One of those perfect marriages of ingredients, and one of the easiest desserts to prepare and serve at a dinner party. The idea came from a customer back in my Le Caprice days. I can't think why more chefs haven't copied it. Maybe it's because it's not stretching enough for most pastry chefs.

But when it comes to producing a beautiful dessert at home, that's a virtue. And what could be simpler: berries biding their time in the freezer and white chocolate sauce gently heating over a pan of simmering water, until you're ready to serve and gobble it all up. This version uses just one berry but, if you like, you can use a mixture of summer fruits.

350-400g blueberries, frozen

For the sauce

300g best-quality white chocolate, buttons or bars, chopped into pieces
300ml double cream

Put the chocolate and cream into a bowl over a pan of simmering water for about 20-30 minutes, stirring every so often. This can be done while you are eating your starters or mains.
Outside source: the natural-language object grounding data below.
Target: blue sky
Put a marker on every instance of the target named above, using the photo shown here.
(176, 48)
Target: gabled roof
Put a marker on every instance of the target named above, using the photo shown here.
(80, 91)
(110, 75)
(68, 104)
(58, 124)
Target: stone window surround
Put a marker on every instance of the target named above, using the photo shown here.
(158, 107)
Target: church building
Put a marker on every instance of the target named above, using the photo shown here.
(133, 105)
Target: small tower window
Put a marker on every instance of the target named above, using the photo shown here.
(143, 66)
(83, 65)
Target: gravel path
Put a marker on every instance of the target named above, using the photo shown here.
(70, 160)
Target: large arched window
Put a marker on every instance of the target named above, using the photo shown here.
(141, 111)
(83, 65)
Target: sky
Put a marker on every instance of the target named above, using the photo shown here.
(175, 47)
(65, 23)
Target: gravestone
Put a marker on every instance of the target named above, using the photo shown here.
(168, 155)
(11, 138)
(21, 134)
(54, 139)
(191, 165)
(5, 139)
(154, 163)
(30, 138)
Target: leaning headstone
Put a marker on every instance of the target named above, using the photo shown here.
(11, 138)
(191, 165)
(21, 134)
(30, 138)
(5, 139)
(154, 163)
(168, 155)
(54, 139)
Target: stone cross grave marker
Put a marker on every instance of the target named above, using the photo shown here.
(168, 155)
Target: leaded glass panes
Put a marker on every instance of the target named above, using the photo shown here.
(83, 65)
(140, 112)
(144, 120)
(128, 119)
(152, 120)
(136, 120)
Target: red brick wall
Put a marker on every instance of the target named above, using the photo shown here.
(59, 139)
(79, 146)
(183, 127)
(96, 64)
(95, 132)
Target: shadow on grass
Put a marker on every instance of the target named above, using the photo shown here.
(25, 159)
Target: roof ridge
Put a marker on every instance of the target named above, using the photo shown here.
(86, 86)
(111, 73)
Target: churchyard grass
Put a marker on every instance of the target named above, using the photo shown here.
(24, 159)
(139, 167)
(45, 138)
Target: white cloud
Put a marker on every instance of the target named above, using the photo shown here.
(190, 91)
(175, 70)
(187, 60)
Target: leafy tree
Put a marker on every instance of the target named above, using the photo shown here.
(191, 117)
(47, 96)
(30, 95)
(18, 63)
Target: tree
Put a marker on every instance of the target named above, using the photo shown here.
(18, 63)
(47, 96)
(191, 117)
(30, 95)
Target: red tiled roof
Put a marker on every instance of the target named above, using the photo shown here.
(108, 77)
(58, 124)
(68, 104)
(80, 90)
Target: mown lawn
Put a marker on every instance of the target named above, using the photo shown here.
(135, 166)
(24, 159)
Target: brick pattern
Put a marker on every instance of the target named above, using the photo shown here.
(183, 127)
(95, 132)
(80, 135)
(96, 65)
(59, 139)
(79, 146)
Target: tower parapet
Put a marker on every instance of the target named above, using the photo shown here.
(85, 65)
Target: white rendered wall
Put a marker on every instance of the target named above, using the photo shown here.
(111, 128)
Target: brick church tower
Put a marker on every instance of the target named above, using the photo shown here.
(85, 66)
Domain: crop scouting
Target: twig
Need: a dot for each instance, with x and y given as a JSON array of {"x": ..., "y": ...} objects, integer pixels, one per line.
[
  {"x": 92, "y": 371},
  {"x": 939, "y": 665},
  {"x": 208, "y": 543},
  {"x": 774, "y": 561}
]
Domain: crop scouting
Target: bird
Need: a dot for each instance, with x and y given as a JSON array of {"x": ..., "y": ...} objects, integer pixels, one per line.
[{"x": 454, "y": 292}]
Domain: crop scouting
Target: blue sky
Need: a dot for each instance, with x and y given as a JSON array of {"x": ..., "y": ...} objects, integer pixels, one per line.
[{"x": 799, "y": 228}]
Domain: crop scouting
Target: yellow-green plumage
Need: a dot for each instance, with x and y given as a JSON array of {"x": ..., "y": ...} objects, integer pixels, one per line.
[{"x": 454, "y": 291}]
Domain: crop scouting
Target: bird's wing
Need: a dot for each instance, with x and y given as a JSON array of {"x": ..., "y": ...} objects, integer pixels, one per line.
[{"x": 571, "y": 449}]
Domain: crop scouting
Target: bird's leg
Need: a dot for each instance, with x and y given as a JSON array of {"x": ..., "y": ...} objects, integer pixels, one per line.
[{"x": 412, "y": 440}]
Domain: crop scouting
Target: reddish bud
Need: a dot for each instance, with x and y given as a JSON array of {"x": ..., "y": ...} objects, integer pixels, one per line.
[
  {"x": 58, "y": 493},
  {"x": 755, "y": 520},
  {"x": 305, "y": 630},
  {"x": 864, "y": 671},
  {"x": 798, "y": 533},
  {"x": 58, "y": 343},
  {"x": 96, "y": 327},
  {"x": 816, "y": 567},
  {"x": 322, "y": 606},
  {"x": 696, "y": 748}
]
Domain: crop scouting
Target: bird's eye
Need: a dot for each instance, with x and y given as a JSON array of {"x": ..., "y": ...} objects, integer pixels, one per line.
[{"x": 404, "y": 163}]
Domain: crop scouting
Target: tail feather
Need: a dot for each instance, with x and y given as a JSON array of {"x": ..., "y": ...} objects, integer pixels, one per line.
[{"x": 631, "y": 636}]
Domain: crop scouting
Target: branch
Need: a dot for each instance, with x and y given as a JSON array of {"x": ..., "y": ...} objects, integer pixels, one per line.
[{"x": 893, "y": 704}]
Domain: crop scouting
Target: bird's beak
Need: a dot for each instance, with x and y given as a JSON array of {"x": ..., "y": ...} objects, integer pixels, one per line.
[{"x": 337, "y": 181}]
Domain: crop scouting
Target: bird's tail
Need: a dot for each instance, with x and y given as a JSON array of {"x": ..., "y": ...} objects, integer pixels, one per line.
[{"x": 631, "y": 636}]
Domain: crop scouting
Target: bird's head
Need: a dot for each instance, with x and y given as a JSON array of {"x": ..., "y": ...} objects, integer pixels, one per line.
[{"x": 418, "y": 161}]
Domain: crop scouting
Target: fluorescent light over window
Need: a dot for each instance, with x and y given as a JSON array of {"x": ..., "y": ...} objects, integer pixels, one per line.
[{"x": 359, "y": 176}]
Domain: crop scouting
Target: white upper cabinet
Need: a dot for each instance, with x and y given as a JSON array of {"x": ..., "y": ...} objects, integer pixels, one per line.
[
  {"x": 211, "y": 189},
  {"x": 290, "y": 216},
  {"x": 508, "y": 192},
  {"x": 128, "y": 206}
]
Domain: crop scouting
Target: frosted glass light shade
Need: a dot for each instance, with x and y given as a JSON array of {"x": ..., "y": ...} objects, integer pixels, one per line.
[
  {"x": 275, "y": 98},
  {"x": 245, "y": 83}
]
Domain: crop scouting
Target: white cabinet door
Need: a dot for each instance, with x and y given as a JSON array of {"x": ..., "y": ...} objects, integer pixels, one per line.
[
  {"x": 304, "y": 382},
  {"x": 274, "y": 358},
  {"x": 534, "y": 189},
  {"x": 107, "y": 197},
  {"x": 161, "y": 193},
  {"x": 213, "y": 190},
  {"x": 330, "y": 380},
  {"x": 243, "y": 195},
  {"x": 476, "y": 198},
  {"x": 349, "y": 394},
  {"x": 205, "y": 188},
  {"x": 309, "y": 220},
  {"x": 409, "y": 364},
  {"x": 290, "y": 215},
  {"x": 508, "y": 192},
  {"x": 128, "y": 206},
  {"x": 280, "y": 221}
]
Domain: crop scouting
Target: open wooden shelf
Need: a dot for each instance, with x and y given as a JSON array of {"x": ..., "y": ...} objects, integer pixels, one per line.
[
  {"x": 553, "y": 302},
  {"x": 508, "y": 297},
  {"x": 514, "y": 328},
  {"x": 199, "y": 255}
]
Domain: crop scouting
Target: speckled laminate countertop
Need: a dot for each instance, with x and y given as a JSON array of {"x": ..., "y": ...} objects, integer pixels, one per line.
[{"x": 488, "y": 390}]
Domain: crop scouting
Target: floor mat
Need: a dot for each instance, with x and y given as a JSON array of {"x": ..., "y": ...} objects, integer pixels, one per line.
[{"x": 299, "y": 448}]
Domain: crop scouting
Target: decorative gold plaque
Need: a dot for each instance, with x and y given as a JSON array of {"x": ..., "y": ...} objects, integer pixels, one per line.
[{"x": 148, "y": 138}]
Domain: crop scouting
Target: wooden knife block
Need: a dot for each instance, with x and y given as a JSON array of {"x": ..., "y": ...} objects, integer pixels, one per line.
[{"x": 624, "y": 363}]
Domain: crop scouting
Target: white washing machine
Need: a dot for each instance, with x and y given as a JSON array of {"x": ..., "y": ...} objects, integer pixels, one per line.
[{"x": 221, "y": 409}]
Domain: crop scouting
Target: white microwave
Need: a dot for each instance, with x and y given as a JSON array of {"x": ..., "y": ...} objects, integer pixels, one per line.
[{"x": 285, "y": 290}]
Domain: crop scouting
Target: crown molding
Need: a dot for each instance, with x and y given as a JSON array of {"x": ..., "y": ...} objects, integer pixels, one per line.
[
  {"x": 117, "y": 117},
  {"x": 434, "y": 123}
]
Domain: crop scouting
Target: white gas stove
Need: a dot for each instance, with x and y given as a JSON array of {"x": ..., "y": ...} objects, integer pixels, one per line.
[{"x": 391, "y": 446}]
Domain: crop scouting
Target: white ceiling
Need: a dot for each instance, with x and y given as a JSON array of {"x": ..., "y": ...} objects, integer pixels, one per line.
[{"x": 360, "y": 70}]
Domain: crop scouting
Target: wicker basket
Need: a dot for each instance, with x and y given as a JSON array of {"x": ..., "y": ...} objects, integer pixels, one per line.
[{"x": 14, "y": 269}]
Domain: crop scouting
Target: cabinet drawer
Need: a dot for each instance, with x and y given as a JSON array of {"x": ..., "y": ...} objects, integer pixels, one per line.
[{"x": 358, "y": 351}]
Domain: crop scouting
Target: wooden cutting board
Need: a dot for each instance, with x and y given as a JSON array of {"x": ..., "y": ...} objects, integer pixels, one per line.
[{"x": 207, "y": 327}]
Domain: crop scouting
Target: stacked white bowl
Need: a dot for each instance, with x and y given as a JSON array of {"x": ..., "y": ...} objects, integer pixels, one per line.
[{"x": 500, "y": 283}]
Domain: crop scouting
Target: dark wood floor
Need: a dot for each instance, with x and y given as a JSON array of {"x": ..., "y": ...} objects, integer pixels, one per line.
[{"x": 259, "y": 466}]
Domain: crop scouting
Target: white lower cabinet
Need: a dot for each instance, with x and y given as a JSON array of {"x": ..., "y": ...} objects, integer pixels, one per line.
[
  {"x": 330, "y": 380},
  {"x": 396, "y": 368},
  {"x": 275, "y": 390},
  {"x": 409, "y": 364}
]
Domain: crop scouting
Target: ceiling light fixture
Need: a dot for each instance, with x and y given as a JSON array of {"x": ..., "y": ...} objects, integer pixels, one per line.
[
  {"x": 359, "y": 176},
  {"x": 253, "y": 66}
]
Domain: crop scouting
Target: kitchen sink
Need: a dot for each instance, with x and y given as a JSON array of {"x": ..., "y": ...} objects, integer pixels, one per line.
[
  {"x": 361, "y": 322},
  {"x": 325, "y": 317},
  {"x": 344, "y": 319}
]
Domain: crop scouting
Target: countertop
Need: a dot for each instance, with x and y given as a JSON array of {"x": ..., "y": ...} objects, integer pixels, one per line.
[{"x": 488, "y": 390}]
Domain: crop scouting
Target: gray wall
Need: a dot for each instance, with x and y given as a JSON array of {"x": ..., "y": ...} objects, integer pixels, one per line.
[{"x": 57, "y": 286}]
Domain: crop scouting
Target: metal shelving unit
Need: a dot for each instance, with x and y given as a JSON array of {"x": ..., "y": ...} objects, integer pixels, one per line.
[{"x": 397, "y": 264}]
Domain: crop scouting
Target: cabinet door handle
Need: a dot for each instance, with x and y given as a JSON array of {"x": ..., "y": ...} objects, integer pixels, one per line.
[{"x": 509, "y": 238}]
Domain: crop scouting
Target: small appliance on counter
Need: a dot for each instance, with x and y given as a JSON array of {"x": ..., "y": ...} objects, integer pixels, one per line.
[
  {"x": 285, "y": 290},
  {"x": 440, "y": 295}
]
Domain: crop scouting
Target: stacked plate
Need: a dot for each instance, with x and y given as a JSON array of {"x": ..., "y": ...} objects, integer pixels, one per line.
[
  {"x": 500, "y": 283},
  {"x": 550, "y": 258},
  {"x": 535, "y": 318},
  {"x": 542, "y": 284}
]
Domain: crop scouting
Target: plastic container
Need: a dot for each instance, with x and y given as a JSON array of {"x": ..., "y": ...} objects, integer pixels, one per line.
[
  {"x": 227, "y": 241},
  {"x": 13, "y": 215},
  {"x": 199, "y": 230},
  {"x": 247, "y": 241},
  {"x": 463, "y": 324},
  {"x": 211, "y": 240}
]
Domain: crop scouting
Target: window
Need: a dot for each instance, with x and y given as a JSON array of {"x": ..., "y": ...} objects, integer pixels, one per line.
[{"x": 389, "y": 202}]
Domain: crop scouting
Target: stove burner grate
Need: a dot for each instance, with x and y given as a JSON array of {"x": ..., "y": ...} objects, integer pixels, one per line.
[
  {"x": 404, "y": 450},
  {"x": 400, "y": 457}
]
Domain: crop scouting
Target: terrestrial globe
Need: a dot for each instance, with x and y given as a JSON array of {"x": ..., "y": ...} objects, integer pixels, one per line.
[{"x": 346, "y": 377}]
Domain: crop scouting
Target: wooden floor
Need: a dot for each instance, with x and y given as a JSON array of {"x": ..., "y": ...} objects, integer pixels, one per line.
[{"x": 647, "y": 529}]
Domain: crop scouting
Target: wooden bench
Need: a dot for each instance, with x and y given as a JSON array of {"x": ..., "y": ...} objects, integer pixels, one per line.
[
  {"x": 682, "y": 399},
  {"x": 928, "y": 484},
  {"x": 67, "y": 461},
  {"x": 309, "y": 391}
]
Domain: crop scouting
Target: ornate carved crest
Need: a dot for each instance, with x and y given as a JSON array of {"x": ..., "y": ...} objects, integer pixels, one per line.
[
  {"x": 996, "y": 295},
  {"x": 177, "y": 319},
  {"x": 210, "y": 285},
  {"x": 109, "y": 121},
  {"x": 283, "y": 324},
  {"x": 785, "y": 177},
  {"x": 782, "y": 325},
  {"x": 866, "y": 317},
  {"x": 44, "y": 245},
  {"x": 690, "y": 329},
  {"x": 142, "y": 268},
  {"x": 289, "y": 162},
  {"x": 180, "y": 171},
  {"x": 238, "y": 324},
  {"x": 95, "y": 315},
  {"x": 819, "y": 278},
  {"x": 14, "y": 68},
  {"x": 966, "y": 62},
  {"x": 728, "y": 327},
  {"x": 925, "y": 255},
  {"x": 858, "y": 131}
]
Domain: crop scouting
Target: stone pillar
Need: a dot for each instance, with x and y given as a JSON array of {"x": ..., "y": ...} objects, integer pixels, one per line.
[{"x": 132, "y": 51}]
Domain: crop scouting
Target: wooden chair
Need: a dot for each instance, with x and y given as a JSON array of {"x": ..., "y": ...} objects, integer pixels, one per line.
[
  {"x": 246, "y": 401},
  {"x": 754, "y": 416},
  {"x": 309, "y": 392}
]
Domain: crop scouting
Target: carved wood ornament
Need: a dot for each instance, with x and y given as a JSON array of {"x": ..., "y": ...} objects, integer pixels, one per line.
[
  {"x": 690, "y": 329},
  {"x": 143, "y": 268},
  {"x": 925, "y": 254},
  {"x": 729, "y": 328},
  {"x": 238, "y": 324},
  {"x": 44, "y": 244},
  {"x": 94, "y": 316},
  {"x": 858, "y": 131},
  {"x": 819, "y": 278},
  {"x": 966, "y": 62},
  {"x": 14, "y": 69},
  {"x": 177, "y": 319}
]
When the sauce is hot, just cover it with clingfilm and turn the heat off.

Five minutes before serving, put the blueberries on to a dessert plate and leave at room temperature to lose a little of their chill for 3-4 minutes, but don't, however, let them start defrosting.

Transfer the chocolate sauce into a serving jug. Place the berries in front of your guests and pour the hot chocolate sauce generously over the berries at the table.